Esta columna está dirigida a los fieles de la Diócesis de Madison. Cualquier circulación más amplia transgrede la intención del Obispo. |
Queridos amigos:
Al entrar en esta Semana Santa, somos muy conscientes de la ausencia del Obispo Bullock, del Obispo Wirz, de Mons. Wil Schuster, y de Mons. Tom Campion, quienes recientemente han sido llamados al encuentro con Cristo. Los extraño mucho personalmente y, sin entrar en detalles, la muerte de cada uno de ellos puede ser vista como el final de una era distinta en la diócesis de Madison. Su fallecimiento nos recuerda que, como dice la Escritura, “el mundo como lo conocemos está pasando”. La verdad de ese misterio nos incluye también a nosotros.
Hay mucho por lo cual estar agradecidos por la vida de nuestros dos buenos obispos y estos dos buenos sacerdotes, quienes ahora contemplan el rostro de Cristo. Los recordamos con esperanza e incluso con alegría, en términos del maravilloso camino por que el vivieron y murieron. Ese destino, claro está, no es otro que el Cielo.
Para cada uno de nosotros, el Cielo es el destino de nuestro camino en Cuaresma y Semana Santa, como nuestro Santo Padre señaló tan hermosamente en el Domingo de Ramos a los jóvenes de todo el mundo. A través de nuestra re-creación en Jesucristo, todos nosotros somos hechos para el Cielo, todos nosotros somos hechos para que nuestros corazones sean levantados a las alturas celestiales mientras cantamos el canto triunfal “¡Hosanna!” Nuestro destino celestial se nos ha abierto por la muerte y la resurrección de Jesucristo. Cuando Jesús entregó Su vida en la Cruz el Viernes Santo, escuchamos que el velo del templo se rasgó en dos y que muchos que estaban cautivos en sus cuevas fueron develados.

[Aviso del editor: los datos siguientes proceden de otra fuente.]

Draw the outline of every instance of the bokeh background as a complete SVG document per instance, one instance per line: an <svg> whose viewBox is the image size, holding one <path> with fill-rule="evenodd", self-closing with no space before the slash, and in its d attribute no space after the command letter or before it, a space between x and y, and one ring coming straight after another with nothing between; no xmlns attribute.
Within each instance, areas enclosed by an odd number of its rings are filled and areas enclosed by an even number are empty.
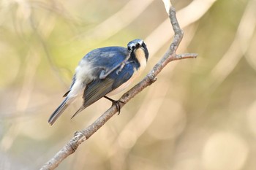
<svg viewBox="0 0 256 170"><path fill-rule="evenodd" d="M256 1L173 3L178 53L197 58L169 63L57 169L256 169ZM111 105L70 120L78 101L48 123L89 51L143 39L138 82L173 34L160 0L1 0L0 169L39 169Z"/></svg>

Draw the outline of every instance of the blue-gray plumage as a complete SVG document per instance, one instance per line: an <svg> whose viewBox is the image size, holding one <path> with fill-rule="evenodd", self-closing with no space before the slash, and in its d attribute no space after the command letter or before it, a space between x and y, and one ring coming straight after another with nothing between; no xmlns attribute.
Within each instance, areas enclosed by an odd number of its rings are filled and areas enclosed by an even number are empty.
<svg viewBox="0 0 256 170"><path fill-rule="evenodd" d="M78 97L83 96L83 104L72 117L106 95L123 90L143 70L148 58L147 47L141 39L129 42L127 48L108 47L89 52L80 61L69 90L64 95L64 101L50 117L49 123L53 125Z"/></svg>

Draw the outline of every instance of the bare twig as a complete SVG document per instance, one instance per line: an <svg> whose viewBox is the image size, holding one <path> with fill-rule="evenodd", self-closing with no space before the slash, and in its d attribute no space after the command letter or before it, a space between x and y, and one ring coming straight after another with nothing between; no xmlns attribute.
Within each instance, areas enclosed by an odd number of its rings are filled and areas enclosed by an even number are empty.
<svg viewBox="0 0 256 170"><path fill-rule="evenodd" d="M164 1L165 4L166 4L166 1ZM183 32L176 19L175 9L173 7L170 7L170 4L168 5L165 5L165 7L175 32L173 42L162 58L154 66L152 70L146 75L146 77L140 82L137 84L121 97L119 100L124 102L120 103L121 108L145 88L155 82L157 80L157 75L168 63L173 61L184 58L194 58L197 56L197 54L176 54L178 45L182 39ZM75 136L67 144L66 144L66 145L60 151L59 151L53 158L47 162L41 168L41 170L54 169L56 167L57 167L64 159L75 152L78 147L83 142L88 139L92 134L99 130L112 116L116 113L116 107L115 106L111 107L94 123L88 126L86 129L76 132Z"/></svg>

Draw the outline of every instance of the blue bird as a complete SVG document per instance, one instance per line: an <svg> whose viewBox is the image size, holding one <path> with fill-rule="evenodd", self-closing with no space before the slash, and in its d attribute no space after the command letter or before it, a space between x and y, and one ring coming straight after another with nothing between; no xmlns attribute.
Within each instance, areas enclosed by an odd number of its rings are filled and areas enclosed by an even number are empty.
<svg viewBox="0 0 256 170"><path fill-rule="evenodd" d="M48 123L53 125L67 107L81 96L83 103L72 117L102 97L110 100L120 112L119 101L108 96L127 88L145 69L148 58L148 49L141 39L131 41L127 48L107 47L89 52L79 62L69 90Z"/></svg>

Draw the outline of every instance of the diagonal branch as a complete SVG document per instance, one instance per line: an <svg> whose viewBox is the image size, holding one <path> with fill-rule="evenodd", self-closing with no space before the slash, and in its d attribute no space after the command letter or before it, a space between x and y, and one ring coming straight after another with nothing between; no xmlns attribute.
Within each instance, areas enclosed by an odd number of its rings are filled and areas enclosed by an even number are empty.
<svg viewBox="0 0 256 170"><path fill-rule="evenodd" d="M195 53L181 55L177 55L176 53L179 43L182 39L183 32L178 25L176 16L175 9L171 7L170 4L167 3L167 1L164 1L164 3L175 33L173 42L162 58L154 66L152 70L146 75L146 77L120 98L119 100L123 101L120 102L121 108L122 108L132 98L135 96L141 90L154 82L157 80L157 75L168 63L180 59L195 58L197 55ZM75 134L75 136L69 142L67 142L65 146L64 146L64 147L53 156L53 158L47 162L41 168L41 170L54 169L56 168L64 159L75 152L78 146L83 142L88 139L92 134L99 130L112 116L117 112L117 111L116 107L115 106L112 106L91 125L80 131L76 132Z"/></svg>

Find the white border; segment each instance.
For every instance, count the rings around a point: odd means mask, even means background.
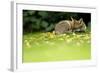
[[[91,13],[91,23],[96,24],[96,8],[93,7],[74,7],[74,6],[59,6],[59,5],[41,5],[33,3],[18,3],[13,2],[12,8],[12,59],[11,69],[15,70],[35,70],[49,68],[65,68],[65,67],[81,67],[96,65],[96,46],[95,34],[96,26],[92,25],[92,44],[91,44],[91,60],[78,61],[61,61],[61,62],[41,62],[41,63],[23,63],[22,64],[22,10],[46,10],[46,11],[62,11],[62,12],[82,12]],[[94,42],[93,42],[94,41]]]

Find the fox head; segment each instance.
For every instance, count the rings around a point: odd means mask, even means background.
[[[73,29],[81,29],[81,28],[82,28],[82,30],[86,29],[86,25],[82,18],[80,18],[79,20],[76,20],[71,17],[71,20],[73,23]]]

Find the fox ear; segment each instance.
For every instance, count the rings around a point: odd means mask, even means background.
[[[81,23],[81,22],[83,22],[83,18],[80,18],[80,19],[79,19],[79,23]]]

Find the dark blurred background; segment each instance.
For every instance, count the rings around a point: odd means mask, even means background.
[[[70,17],[77,20],[83,18],[86,26],[91,26],[90,13],[23,10],[23,33],[53,31],[56,23],[71,20]]]

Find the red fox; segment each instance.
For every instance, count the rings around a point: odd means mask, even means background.
[[[82,18],[79,20],[73,19],[71,20],[62,20],[58,22],[55,26],[55,33],[56,34],[65,34],[75,31],[85,31],[86,25]]]

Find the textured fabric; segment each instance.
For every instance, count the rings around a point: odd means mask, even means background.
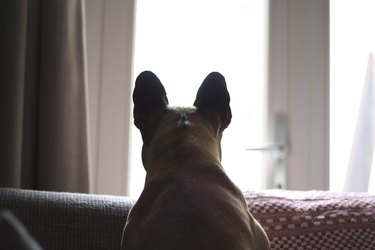
[[[48,249],[120,249],[133,201],[119,196],[0,189],[11,211]]]
[[[271,249],[375,249],[375,196],[355,193],[246,192]]]
[[[0,211],[1,249],[41,250],[25,227],[9,211]]]
[[[0,3],[0,187],[90,191],[83,4]]]

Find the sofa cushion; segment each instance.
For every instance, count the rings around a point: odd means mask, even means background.
[[[375,196],[323,191],[245,192],[271,249],[375,249]]]
[[[44,249],[119,249],[133,201],[106,195],[0,188],[11,211]]]

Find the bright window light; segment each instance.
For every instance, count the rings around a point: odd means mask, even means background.
[[[330,189],[343,191],[370,53],[375,1],[330,1]],[[369,191],[375,192],[375,167]]]
[[[243,190],[262,187],[261,153],[245,149],[264,141],[267,1],[138,0],[134,79],[153,71],[172,106],[192,106],[212,71],[224,75],[233,119],[224,131],[223,166]],[[130,195],[143,188],[142,141],[133,126]]]

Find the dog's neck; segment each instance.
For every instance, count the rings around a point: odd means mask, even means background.
[[[169,108],[157,122],[157,134],[144,144],[142,159],[147,180],[176,173],[221,168],[221,134],[217,135],[195,108]],[[176,136],[171,136],[176,135]],[[200,166],[197,166],[200,162]],[[163,176],[160,176],[162,173]]]

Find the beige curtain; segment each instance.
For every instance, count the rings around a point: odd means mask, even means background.
[[[89,192],[83,0],[0,1],[0,186]]]

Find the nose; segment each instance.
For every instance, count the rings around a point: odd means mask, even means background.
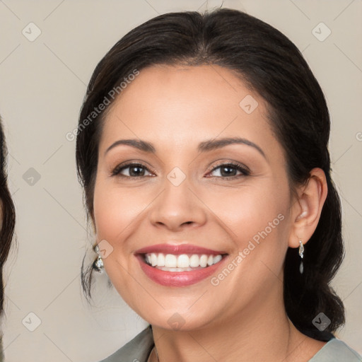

El velo del templo rasgado en dos es un símbolo del Cuerpo de cristo, que también fue “rasgado en dos” sobre la cruz. Y una vez más el velo del templo fue quitado, la barrera entre el Cielo y la tierra también fue retirada, para que Jesús pueda tomarnos a cada uno de nosotros de la mano, con Él, hacia el Cielo reabierto en el que, purificados de nuestros pecados, nuestros corazones estén final y completamente levantados, mientras cantamos “Santo, Santo, Santo”, junto a los ángeles y los santos, y con las almas del purgatorio. El misterio de lo que celebramos durante Semana Santa no es menos completo que eso.
El salmista dice: “Me enseñarás el sendero de la vida, me alegrarás de alegría en tu presencia”. El Señor ha hecho esto al llamar a nuestros obispos y sacerdotes William, George, Wil, y Thomas, para contemplar el rostro de Cristo.
Es un destino hermoso, lleno de esperanza para ti y para mí. Sucede sin embargo que, con frecuencia, muchos no piensan en el Cielo o en la vida después de la muerte. Cuando estamos viajando, tendemos a colocar en nuestras mentes y corazones, como punto fijo, nuestro destino, y si ese destino es maravilloso, entonces la experiencia previa es tan buena como la llegada: esa es nuestra experiencia humana común y ordinaria. Esa anticipación es un don especial para aquellos de nosotros que aún estamos vivos, corporalmente, y ha sido dada por Cristo de la manera más profunda. Aquel que coma Su cuerpo y beba Su sangre tiene vida eterna.
Todos estos misterios maravillosos llegan juntos en Semana Santa, mientras recordamos, con gran amor y gratitud, a nuestros obispos y sacerdotes quienes recientemente han ido al cielo para ver el rostro de Cristo y, de hecho, a nuestros seres queridos que han sido llamados a reclamar su ciudadanía en el cielo.
Que la esperanza, la alegría, y la bendita paz con la que Cristo mismo habló al mundo en el Domingo de Pascua esté con ustedes y todos sus seres queridos. Que la alegría y la esperanza y la paz sea su energía en cada bendito día del futuro, que Cristo espera sea una bendición para cada uno de nosotros.
Muchas gracias por leer esto. ¡Que Dios los bendiga a cada uno! ¡Cristo ha resucitado! ¡En verdad ha resucitado!